IL-Sb^V treatment induced a dose-response effect; drug potency was higher soon after treatment than at the end of experiment, as ED₅₀ values were lower at 15 than 60 days pt. Hence, the maximal Sb^V concentration used may have been unable to kill 100 % of parasites on all treated mice, with remaining parasites able to reactivate lesions, as was observed in some mice at the end of the experiment. In a previous study we reported the histopathological characteristics of CL lesions before treatment (^{Neira et al., 2019}b). They were characterized moderate hyperkeratosis and acanthosis, mild spongiosis in the epidermis, with a severe diffuse inflammatory infiltrate predominantly comprised of lymphocytes and plasma cells, and abundant amastigote-infected macrophages in the dermis. It is possible that a higher mgSb^V/kg dose will be necessary to kill all parasites.

Next, we decided to evaluate Sb^V activity in vitro on promastigotes, axenic amastigotes, and intracellular amastigotes of both Leishmania strains infecting THP-1 cells, using the same batch as that used for in vivo experiments. Unfortunately, we were unable to calculate IC₅₀ values (drug potency) at the maximal doses evaluated in any of the live parasite forms of either parasite species. The antileishmanial activities of Sb^V have been demonstrated in various in vitro models, showing some peculiarities compared with other drugs such as miltefosine or pentamidine isethionate (^{Fernández et al., 2014}). Most notably, Sb^V is unable to kill promastigotes and, to a lesser extent, axenic amastigotes (^{Sereno et al., 1998}); however, activities have been demonstrated against intracellular amastigotes infecting different types of macrophage and reference strains or isolates collected worldwide (IC₅₀ 2.9-146 µgSb^V/ml) (^{Fernández et al., 2014}; ^{Pérez-Franco et al., 2016}). In general, drug susceptibility (in vitro) is supposed as a method to predict treatment outcome. However, this was not our case as Sb^V was active on some CL infected mice but not on free or intracellular parasites life forms. Both reference strains used are not classified as Sb-resistant strains. In contrast, Sb^V activity has been demonstrated against L. (V.) braziliensis /M2903 intracellular amastigotes infecting U937 differentiated cells (IC₅₀ 26-50 µgSb^V/ml) (Pérez-Franco et al., 2016). Before our experiments, the parasites had never been exposed to antimonials in neither in vitro or in vivo assays; however, they have been cultivated in vitro for a relatively extended period, by quarterly passage in BALB/mice. Leishmania resistance mechanisms or other factors related to drug (drug quality, intrinsic drug properties, drug physicochemical characteristics), parasite (lower intrinsic susceptibility to the drug, parasite infection by RNA viruses, parasite adaptations, manipulation skills of the parasites, higher parasite fitness) or host (immunological factors, pharmacokinetics, genetics) could be involved with Sb^V treatment efficacy or failure (^{Vanaerschot et al. 2014}).

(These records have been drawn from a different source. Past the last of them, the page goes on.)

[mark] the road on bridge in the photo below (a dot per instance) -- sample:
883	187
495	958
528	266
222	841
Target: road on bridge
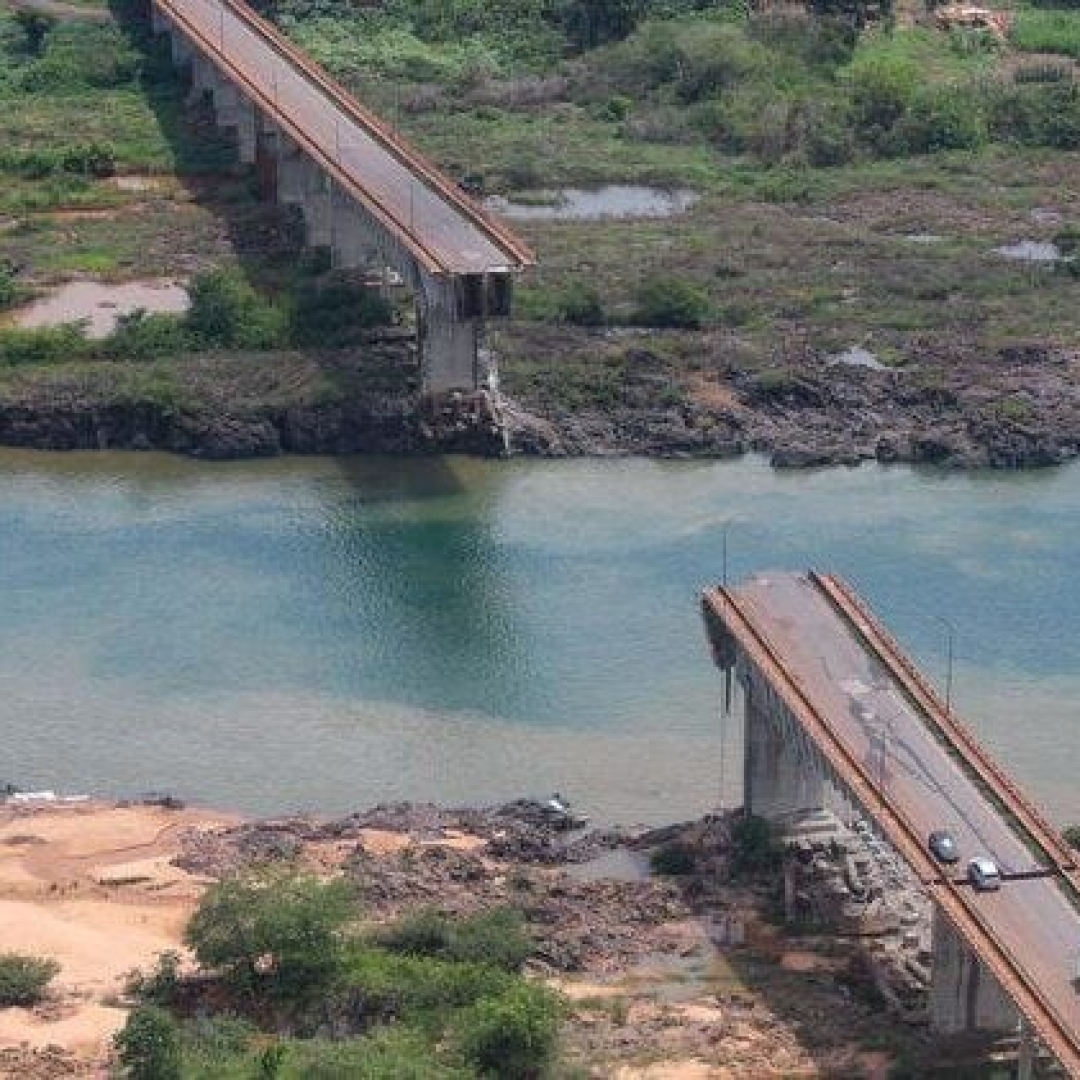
879	725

Independent of the lack of in vitro Sb^V response, the use of intralesional Sb^V with a dose calculated as mg/kg body weight and administered over a large number of IL-sessions, with small injection volumes each day could be effective against L. (V.) panamensis and L. (V.) braziliensis-CL infection. An appropriate Sb^V-dose (higher than 150 mg/kg/day x 20) must be evaluated.

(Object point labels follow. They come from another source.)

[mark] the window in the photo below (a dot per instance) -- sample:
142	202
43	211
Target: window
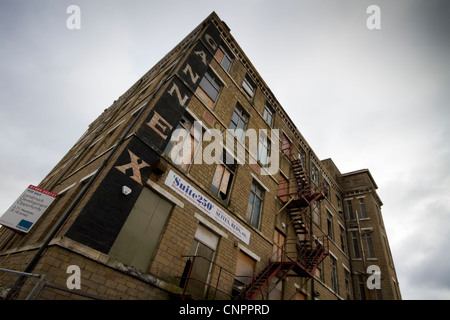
362	287
239	120
370	251
283	188
184	143
330	225
319	271
223	57
350	210
347	285
355	245
315	174
327	191
254	206
279	247
223	179
209	89
263	149
342	237
275	289
362	206
248	86
244	272
334	280
316	213
268	114
286	146
302	157
140	235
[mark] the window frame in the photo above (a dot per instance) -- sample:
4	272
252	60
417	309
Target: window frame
192	133
249	86
210	81
269	114
251	207
240	114
225	57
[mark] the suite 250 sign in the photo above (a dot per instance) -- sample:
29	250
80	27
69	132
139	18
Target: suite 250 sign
183	188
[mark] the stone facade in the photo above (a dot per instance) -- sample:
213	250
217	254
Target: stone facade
115	149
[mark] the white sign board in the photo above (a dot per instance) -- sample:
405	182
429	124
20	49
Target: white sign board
27	209
183	188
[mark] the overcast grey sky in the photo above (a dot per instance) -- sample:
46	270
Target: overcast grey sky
376	99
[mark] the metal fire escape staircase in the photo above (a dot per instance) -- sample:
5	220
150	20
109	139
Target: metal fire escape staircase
307	251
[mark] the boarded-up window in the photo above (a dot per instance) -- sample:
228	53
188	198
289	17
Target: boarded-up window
278	246
209	89
140	235
203	248
245	268
286	146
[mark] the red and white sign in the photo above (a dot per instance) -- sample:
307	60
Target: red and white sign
27	209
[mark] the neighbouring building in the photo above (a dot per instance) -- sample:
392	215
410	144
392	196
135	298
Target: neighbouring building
146	208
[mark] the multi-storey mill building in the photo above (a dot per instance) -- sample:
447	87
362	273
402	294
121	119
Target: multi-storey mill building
142	224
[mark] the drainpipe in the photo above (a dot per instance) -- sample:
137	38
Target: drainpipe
51	234
313	293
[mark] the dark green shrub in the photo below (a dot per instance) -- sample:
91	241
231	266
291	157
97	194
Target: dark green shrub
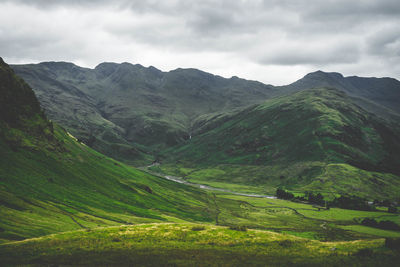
285	243
392	243
238	228
364	252
198	228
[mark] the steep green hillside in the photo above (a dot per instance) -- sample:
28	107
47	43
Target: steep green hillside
377	95
127	110
295	140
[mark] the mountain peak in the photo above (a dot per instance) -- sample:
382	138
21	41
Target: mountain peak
322	74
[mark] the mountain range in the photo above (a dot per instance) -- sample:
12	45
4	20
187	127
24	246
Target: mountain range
320	132
62	202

Ethical statement: the authors declare that they all agree with this publication and made significant contributions; that there is no conflict of interest of any kind; and that we followed all pertinent ethical and legal procedures and requirements. All financial sources are fully and clearly stated in the acknowledgements section. A signed document has been filed in the journal archives.